At the same time, economic growth in Europe and Japan has been weak, Wyss said. "The U.S. was the only large safe market where the yield looked reasonable."
The gush of foreign money "is critical to keeping the U.S. dollar from collapsing, because we have a large trade deficit," said Daniel Katzive, foreign exchange strategist at UBS. "If the deficit wasn't financed, the dollar would fall until it reached a level where U.S. assets were more attractive to foreign investors."
It's simple accounting, he said: Cashflow in must equal cashflow out. "If it doesn't, you have a big adjustment until you reach equilibrium."
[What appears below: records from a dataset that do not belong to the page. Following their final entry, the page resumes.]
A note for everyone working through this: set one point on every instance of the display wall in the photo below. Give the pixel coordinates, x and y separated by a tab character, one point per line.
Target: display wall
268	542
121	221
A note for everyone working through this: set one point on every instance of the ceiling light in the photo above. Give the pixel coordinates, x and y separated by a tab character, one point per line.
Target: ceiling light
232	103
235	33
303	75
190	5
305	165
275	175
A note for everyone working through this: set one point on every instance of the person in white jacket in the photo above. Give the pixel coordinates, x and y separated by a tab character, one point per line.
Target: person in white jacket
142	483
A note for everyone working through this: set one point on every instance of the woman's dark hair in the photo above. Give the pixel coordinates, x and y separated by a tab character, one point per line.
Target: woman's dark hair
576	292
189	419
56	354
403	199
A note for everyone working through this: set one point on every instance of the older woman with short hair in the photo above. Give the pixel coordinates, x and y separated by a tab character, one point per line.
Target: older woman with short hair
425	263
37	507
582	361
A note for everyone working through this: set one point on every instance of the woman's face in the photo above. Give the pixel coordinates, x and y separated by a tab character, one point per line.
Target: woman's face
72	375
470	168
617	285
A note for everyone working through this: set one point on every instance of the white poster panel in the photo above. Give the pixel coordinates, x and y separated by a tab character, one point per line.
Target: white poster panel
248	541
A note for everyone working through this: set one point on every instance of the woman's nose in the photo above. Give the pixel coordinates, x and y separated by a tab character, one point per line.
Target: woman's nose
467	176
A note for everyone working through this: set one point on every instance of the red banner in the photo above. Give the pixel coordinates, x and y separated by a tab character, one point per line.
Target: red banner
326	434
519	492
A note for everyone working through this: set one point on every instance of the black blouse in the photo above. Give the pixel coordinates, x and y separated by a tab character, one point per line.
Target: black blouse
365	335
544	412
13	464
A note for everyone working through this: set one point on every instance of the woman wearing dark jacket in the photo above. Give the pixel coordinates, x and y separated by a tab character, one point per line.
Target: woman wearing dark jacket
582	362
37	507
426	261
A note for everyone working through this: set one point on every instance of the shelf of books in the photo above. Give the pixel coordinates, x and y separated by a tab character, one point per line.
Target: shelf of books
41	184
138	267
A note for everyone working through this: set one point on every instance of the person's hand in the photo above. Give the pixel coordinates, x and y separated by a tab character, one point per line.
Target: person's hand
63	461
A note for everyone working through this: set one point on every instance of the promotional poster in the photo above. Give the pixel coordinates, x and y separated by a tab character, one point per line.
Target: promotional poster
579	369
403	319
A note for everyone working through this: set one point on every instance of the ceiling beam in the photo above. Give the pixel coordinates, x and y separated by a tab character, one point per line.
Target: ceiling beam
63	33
Some argue that the waterfall of foreign money has also prettied up U.S. Treasuries. A study released as part of the
Federal Reserve Board's International Finance Working Papers Series asserts that the yield on 10-year Treasury notes would be a full percentage point less without abnormally high flows into bonds. That's because increased demand for U.S. Treasuries has pushed the yield on Treasuries lower than it would be otherwise.
Normally, Wyss said, foreign investors would be reluctant to stake so much on the Treasury market because they would be worried that a decline in the dollar would erode their returns.
But, in recent years, the Japanese and Chinese central banks have intervened to keep the dollar high.
"Central banks have trained investors that there's not much risk there," he said. "That scares me."